The firm had originally planned to raise $110 million for Fund IV, but it raised its fundraising target to $125 million after seeing higher-than-expected interest from investors, the company announced Tuesday.
Fund IV marks some shifts in High Alpha’s operating strategy—notably, it plans to launch fewer companies per year than it traditionally has in the past, and it has cut its staff nearly in half. The firm will also bring its startup-launch and venture-investing arms together in a single entity.
One of High Alpha’s distinguishing features is that the firm both launches its own businesses and invests in other people’s startups.
The firm has invested in more than 90 North American companies over the past nine years. Of those 90, about 40 of them were created internally out of an entity called High Alpha Studio. To help those studio startups grow, High Alpha helps them with branding, design, product development, engineering, human resources, finance and other services.
To date, High Alpha has averaged between four and five startup launches per year, although those numbers have varied widely from year to year: In 2017, High Alpha launched only one startup. At its peak in 2020, the firm launched 11.
Going forward, the firm will pull back on startup launches, with the aim of doing about two per year, High Alpha Partner Kristian Andersen said.
“Instead of spreading peanut butter across five or six companies a year and kind of measuring success on volume, we’re going to take a more targeted, focused approach,” Andersen said. “We’re going to get deeper with those companies.”
The shift shouldn’t be interpreted as a sign that High Alpha intends to stop launching startups, Andersen said.
As the firm was raising money from investors for Fund IV, those investors clearly indicated their desire for High Alpha to continue both investing in and creating startups, Andersen said. “They were really quite explicit with us that what makes us interesting and valuable in the market is that we start companies,” he said.
But with Fund IV, High Alpha is no longer raising separate funds for its startup studio and its investing activities, as it has in the past.
For instance, in early 2021, High Alpha closed on a $110 million venture fund and, later that year, it closed on an $18 million studio fund.
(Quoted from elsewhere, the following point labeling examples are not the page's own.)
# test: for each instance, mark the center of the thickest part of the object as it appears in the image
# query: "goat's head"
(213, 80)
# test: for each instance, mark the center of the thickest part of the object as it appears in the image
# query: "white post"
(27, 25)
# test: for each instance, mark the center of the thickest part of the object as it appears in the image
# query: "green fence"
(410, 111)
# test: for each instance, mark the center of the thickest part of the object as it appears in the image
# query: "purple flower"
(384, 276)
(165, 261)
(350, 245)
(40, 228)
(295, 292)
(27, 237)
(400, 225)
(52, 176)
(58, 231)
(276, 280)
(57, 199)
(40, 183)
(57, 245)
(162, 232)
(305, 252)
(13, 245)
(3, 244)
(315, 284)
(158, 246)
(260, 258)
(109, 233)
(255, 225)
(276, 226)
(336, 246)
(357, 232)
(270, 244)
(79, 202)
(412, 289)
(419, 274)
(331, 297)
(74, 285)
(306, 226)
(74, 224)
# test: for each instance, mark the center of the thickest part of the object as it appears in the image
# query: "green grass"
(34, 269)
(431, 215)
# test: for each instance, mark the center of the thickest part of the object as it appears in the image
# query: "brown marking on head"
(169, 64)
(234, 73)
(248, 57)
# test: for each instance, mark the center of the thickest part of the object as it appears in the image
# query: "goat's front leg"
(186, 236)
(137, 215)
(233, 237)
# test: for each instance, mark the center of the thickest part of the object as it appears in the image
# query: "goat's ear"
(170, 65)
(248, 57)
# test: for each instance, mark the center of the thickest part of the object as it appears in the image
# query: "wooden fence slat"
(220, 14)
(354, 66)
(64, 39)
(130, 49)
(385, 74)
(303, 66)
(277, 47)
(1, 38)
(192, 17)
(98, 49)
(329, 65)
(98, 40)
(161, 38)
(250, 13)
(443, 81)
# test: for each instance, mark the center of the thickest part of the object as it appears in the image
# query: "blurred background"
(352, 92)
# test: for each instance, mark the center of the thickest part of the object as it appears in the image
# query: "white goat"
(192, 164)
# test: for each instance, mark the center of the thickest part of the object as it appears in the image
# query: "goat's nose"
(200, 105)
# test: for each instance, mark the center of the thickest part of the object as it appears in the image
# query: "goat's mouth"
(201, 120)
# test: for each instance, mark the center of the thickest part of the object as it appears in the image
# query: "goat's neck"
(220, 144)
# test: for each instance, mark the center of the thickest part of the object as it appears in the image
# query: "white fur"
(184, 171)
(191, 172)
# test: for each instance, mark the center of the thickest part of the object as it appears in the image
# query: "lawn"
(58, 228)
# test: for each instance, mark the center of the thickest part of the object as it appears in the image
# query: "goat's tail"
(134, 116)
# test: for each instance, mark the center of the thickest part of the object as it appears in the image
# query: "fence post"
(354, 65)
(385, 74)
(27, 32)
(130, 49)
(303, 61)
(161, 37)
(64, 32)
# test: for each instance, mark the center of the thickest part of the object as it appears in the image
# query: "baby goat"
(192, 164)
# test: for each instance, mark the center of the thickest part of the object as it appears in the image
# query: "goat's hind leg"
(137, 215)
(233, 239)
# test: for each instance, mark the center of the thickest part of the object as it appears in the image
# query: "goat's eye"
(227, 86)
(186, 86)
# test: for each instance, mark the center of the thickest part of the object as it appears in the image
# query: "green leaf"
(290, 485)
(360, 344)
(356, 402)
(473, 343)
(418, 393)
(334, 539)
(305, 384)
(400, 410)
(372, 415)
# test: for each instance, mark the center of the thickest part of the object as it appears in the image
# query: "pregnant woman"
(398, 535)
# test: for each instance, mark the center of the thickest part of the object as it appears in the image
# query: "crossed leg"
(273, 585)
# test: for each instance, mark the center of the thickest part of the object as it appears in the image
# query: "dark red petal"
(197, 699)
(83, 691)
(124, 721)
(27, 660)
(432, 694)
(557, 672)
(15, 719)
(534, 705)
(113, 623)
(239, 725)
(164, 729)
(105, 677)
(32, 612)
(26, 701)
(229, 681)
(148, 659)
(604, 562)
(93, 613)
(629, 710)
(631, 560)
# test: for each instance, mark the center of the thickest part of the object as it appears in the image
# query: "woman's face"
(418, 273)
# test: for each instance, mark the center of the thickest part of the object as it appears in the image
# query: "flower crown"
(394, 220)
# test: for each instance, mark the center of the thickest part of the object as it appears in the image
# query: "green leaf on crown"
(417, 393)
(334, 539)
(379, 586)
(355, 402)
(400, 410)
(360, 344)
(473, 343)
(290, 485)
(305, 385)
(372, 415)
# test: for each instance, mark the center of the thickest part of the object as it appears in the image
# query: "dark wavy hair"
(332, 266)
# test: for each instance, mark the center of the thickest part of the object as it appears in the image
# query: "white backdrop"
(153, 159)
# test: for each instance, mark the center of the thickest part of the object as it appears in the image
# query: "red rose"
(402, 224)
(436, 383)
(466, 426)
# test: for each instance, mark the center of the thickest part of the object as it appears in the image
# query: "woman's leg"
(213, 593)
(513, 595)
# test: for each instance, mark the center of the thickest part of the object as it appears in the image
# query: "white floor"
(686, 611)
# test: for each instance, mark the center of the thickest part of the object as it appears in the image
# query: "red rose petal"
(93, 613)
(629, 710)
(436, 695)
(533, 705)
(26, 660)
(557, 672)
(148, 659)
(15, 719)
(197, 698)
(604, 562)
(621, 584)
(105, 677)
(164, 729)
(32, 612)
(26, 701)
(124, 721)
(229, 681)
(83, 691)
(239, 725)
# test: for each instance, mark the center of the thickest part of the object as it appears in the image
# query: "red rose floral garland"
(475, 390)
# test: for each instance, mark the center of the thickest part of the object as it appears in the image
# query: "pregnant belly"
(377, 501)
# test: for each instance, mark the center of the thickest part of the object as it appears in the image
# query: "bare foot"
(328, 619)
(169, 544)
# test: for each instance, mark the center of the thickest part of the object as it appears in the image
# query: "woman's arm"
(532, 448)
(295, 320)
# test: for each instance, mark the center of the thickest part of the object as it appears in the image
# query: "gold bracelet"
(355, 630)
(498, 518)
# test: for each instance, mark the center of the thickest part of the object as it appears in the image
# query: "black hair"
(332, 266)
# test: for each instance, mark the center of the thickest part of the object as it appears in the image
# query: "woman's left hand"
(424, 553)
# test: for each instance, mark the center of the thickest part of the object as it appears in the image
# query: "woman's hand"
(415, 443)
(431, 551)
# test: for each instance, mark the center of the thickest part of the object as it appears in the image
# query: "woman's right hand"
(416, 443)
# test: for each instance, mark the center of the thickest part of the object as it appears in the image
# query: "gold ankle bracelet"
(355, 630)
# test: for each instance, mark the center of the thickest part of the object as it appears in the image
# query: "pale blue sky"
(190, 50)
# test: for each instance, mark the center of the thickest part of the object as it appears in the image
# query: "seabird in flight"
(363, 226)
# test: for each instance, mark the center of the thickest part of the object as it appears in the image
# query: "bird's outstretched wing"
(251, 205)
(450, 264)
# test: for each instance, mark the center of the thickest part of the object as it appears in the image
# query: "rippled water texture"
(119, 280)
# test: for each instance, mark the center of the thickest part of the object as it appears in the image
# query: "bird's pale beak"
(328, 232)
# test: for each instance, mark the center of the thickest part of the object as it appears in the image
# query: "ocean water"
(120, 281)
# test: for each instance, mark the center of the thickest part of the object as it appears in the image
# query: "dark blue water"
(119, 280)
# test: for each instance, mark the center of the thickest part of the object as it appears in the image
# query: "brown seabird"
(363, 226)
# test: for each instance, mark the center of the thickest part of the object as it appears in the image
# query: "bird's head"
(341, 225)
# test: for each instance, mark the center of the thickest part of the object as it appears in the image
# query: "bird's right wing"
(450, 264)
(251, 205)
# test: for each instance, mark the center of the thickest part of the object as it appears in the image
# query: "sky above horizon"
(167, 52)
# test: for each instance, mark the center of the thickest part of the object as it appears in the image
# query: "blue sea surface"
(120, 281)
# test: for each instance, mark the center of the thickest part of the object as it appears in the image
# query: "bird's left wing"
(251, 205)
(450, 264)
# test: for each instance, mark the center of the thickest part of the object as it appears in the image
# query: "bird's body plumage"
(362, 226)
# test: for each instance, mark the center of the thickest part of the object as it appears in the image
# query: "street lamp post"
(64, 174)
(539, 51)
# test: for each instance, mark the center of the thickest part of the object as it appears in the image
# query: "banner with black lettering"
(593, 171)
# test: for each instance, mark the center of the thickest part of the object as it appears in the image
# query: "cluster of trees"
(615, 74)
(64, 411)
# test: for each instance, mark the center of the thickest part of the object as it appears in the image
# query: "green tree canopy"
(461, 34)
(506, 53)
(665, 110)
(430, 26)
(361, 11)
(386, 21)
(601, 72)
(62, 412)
The studio fund was used to launch companies and make initial investments into those startups. The venture fund was the source of subsequent investments into the studio startups and the venture fund also made investments into outside software companies.
In 2018, High Alpha raised $85 million for a venture fund and an additional $16.5 for a studio fund. This time around, the $125 million Fund IV will cover both startup-launching and venture-investing activities.
High Alpha is also operating with a smaller staff than it had several months ago. The firm’s website currently lists a staff of 24, compared with 45 listed in December.
The decision to launch fewer startups led High Alpha to “right-size” the number of people on its staff, Andersen said.
Several people who left jobs at High Alpha in recent months have gone on launch companies, including some companies affiliated with High Alpha. Other people have taken jobs at non-High Alpha companies, according to an analysis of those individuals’ LinkedIn pages.